DUSSELDORF, ALEMANIA/ AFP
El cubano Yoan Pablo Hernández se convirtió ayer en el campeón interino de peso crucero de la Asociación Mundial de Boxeo (AMB), tras ganar por nocaut en el séptimo asalto al defensor del título, el francés Steve Herelius, en un combate cerca de Düsseldorf.
Herelius se vio muy afectado por una lesión en el tendón de Aquiles en el tobillo izquierdo, que mermó mucho sus capacidades desde el cuarto asalto.
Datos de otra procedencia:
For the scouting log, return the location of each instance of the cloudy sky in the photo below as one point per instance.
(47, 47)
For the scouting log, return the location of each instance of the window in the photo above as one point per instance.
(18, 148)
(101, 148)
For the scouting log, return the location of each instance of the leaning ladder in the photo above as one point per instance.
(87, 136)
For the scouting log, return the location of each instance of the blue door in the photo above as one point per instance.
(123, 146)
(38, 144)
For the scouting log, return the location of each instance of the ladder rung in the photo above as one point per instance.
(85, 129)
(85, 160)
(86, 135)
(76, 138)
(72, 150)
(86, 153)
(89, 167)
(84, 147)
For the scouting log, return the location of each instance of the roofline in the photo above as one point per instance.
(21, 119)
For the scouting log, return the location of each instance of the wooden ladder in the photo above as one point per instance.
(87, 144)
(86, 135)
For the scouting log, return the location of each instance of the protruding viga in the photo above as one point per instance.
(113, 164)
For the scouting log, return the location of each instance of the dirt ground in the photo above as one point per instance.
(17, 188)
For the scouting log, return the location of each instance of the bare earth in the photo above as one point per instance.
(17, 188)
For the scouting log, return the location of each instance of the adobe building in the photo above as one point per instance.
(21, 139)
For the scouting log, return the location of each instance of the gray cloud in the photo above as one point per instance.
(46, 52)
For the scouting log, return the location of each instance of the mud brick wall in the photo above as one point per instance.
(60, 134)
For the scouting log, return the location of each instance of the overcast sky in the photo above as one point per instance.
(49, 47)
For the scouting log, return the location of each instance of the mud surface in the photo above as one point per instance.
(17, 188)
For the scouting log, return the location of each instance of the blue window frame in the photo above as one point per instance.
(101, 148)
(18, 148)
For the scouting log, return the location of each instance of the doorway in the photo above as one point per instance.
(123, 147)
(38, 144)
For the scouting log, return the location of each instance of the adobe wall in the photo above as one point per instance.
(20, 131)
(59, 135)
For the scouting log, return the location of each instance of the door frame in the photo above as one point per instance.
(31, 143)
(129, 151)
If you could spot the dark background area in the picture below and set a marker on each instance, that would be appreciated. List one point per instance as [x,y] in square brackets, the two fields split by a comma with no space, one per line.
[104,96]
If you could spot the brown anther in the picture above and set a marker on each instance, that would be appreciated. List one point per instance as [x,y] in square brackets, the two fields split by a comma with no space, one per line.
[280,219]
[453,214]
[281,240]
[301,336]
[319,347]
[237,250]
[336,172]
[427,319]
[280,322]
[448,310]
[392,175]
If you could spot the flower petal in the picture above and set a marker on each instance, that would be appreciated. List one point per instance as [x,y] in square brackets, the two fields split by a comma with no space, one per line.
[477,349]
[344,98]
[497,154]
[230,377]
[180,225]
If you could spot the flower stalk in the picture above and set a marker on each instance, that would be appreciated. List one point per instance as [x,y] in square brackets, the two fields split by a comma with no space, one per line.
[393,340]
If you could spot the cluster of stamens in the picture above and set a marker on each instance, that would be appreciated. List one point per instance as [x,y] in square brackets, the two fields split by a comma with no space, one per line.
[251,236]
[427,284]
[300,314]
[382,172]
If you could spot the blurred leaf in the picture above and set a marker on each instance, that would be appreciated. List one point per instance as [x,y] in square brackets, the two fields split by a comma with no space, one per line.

El púgil se había dañado en el ring e intentó continuar la pelea, haciendo fuerza con su otra pierna.
“Mientras mi corazón siga batiendo, ahí seguiré”, comentó a la televisión francesa poco después, precisando que no había abandonado a pesar de la lesión “para no decepcionar” a los aficionados.
Este incidente dejó el camino hacia el cinturón muy despejado para Hernández, cuyo palmarés queda ahora con 24 victorias, 13 por nocaut y sólo una derrota.
El cubano optó por una estrategia conservadora, boxeando de una manera más estática y esperando la llegada de Herelius, que tenía muchos problemas para marcar las distancias. Hernández pudo así beneficiarse de las circunstancias y pelear como si fuera el defensor del título y no el aspirante.
Desde el primer “round”, Hernández plantó una dura resistencia a Herelius, aunque sin hacer mucho daño con su serie de izquierda-derecha-izquierda, que repitió en el segundo asalto, con más éxito.
En el primer tercio del cuarto asalto, Herelius se lesionó mientras iba hacia atrás, perdiendo ya sus opciones de poder revalidar el título que había conseguido en el mes de julio.